The theoretical isotope distribution pattern for S-(N-ethylmaleimidyl)-glutathione (C₁₆N₄O₈H₂₄S) was calculated using a mass spectrometry webtool (12). Using this webtool, the natural abundance isotope distribution pattern is 1.0, 0.202, 0.0797 for m/z 433, 434, 435, respectively. For 100% enriched with a single ¹³C-label (¹³C₁-glutathione), the pattern generated is 1.0, 0.192, 0.0776 for m/z 434, 435, 436, respectively.
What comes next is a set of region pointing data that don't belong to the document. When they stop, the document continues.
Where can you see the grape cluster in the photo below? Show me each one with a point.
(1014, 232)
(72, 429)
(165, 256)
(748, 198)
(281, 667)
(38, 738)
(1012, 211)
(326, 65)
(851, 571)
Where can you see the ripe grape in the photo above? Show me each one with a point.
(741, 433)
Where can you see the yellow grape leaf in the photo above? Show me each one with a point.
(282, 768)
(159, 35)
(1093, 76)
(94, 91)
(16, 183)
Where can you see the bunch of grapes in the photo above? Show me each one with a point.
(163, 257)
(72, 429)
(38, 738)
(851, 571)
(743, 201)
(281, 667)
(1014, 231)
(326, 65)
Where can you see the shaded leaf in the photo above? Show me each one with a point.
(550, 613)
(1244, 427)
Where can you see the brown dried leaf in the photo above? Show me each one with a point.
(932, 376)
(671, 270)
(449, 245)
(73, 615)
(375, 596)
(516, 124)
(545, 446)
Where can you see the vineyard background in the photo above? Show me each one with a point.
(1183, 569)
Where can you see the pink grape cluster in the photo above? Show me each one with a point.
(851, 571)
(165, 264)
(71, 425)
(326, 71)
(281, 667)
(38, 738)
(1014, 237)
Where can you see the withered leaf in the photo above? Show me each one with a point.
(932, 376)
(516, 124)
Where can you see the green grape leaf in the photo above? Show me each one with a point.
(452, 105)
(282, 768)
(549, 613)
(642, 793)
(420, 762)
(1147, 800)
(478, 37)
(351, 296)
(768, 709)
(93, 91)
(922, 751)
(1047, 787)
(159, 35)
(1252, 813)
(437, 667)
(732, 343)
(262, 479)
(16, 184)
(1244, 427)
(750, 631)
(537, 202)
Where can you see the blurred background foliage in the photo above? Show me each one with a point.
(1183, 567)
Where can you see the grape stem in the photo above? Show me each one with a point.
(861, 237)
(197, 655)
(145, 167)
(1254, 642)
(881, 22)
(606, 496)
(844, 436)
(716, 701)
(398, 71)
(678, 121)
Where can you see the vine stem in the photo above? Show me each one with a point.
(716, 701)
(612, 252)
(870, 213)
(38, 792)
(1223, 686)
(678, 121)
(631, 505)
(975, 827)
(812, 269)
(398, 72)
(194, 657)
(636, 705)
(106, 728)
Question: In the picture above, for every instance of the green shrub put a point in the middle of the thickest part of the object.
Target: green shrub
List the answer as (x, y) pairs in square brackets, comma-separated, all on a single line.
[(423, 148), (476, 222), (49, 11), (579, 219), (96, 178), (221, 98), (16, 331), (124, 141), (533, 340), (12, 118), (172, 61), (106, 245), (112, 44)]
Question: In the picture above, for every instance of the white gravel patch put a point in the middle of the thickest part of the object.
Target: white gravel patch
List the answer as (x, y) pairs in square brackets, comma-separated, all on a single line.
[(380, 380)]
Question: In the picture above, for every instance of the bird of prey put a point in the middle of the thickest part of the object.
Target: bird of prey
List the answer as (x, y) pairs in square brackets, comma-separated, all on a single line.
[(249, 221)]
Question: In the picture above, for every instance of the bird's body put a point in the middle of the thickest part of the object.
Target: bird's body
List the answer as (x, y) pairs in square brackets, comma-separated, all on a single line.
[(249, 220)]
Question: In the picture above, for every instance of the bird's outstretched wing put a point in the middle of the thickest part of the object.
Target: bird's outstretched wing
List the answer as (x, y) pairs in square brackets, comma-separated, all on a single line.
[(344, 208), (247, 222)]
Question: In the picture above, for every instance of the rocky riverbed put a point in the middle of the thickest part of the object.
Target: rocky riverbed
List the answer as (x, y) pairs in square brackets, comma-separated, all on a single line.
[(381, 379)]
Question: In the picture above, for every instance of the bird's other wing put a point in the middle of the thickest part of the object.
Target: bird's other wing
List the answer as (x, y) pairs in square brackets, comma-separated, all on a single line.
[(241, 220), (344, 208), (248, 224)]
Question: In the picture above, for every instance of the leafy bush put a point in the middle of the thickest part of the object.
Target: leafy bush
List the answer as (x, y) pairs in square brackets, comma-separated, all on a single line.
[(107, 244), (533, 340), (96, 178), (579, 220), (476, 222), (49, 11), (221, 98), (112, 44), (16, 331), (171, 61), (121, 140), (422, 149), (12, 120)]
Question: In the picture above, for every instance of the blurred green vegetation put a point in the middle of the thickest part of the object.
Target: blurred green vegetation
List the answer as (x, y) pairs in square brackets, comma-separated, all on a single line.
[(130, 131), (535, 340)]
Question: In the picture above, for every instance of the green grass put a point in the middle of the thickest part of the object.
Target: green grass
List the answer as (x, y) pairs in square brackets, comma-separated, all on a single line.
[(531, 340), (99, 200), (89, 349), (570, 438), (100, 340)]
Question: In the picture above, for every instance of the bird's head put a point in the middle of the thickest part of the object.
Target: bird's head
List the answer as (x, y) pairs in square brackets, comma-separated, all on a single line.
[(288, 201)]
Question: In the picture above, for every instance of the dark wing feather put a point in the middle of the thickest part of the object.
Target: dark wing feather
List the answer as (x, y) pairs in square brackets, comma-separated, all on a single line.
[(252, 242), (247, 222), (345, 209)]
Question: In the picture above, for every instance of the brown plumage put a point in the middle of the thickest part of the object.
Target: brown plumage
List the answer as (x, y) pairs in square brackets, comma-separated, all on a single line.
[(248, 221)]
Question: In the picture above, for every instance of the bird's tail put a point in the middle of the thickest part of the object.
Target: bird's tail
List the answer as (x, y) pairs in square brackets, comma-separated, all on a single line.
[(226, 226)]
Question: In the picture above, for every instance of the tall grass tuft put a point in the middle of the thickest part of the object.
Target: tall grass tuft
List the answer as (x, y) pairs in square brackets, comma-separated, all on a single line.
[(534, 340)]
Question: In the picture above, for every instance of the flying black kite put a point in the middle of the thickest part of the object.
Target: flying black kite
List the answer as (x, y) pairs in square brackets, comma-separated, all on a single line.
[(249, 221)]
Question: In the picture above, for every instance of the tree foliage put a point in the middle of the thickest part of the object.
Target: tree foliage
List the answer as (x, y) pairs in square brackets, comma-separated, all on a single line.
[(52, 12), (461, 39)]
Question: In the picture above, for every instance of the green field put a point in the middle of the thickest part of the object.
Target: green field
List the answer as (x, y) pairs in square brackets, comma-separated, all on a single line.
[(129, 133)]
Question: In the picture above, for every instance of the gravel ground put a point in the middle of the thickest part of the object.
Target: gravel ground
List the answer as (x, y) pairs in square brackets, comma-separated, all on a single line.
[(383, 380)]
For 100% enriched with two ¹³C-labels, i.e. ¹³C₂-glutathione, the patterns are 1.0, 0.181, 0.0757 for m/z 435, 436, 437. Theoretical enrichment patterns were generated in silico from linear combinations of mixtures containing natural abundance glutathione and ¹³C₁-glutathione that had been enriched with between 0.5 and 50% single ¹³C. In addition, theoretical enrichment patterns were generated for tertiary mixtures of natural abundance, 0.5 – 50% ¹³C₁-glutathione, 0.5 – 10% ¹³C₂-glutathione. These theoretical data were fit to the isotope enrichment measurements of S-N-ethylmaleimidyl-glutathione and S-N-ethylmalimidyl-cysteine in tumor tissue samples, by an approach analogous to our previously described methods for S-bimane-glutathione (7).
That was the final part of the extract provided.